# A little score and a big score!



## Nevets (Nov 14, 2015)

Pretty good Saturday for a guy who collects BMX bikes but used to actively collect Sting-Rays.  I just scored an NOS set of Atom hub brake shoes and this one owner 1966 Super Deluxe in amazing condition.  Only the tires were replaced along time ago with NOS ones and it looks to have never been ridden again.  I remember when I collected these that I saw more late 64 and 65 Super Deluxes that the 66 ones. It was also the last year for the Super Deluxe. Not bad! There stil some hidden gems in NJ!


----------



## theterrym (Nov 14, 2015)

Indeed a nice score!!


----------



## Sambikeman (Nov 14, 2015)

...... WOW WHAT A GREAT SATURDAY FOR YOU .......


----------



## mrg (Nov 15, 2015)

Great bike!


----------



## partsguy (Nov 16, 2015)

I'm guessing hose brake shoes are asbestos?

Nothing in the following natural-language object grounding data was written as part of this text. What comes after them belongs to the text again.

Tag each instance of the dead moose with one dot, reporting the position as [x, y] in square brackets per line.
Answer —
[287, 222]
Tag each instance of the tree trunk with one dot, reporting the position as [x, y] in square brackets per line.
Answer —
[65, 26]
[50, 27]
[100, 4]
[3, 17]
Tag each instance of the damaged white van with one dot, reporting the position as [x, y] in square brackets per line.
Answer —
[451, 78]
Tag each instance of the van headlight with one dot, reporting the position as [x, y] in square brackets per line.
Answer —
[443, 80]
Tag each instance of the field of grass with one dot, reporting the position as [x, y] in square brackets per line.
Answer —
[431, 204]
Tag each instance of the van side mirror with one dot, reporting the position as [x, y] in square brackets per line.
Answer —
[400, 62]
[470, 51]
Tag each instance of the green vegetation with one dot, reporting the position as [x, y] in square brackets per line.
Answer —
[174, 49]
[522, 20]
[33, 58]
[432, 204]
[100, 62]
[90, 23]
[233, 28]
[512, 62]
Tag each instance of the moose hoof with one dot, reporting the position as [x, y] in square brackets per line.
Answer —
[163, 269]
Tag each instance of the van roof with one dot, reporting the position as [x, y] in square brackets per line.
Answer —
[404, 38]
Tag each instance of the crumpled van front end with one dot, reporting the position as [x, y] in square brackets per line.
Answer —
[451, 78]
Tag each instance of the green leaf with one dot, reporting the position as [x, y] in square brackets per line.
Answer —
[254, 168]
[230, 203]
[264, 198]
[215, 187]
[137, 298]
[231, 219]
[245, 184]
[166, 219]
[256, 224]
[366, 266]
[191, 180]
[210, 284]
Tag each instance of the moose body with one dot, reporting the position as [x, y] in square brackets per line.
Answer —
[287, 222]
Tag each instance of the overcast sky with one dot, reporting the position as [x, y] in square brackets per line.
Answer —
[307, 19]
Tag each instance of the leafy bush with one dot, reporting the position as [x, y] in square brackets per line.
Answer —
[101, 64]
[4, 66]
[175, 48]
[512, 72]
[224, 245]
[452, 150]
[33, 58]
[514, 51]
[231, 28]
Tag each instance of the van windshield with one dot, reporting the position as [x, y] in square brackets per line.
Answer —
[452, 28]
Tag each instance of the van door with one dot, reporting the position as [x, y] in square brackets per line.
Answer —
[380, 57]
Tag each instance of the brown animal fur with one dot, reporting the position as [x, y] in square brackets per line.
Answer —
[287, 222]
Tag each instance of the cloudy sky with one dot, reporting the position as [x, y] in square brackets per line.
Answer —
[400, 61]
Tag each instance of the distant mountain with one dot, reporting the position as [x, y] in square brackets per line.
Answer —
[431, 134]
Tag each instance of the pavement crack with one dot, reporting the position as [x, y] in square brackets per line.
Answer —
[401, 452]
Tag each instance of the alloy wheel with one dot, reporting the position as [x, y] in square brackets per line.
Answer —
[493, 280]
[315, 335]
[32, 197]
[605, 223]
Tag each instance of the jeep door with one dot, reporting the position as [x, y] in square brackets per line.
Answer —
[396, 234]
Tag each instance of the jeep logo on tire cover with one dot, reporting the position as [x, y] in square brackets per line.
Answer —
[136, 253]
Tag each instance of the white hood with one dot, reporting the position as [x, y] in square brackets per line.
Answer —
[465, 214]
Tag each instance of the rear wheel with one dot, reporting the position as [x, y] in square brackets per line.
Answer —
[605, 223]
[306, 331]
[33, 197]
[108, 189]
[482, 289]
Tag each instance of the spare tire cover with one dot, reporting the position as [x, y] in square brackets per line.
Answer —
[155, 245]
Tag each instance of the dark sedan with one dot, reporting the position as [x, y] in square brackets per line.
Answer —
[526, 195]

That is a very nice bike but it has been ridden hard, evidenced by that nasty kink in the rear rim, in the second pic. That bike has been taken care of but it has had some hard landings!


----------



## Nevets (Nov 16, 2015)

If the originals were asbestos then I'd assume these are too.  I'm going to end up selling them anyway since I have no need for them.  On the Super Deluxe, one ding in the rim doesn't mean it was ridden hard.  Back when I collected Sting-Rays, I came across ones that were ridden hard and some mint ones that had something like this from some sort of mishap.  I've owned over 300 Sting-Rays and can tell that this one was not ridden hard at all. The guards on supers are especially prone to wear and paint flaking due to being painted over the chrome and this guard is by far one of the best I've personally owned.


----------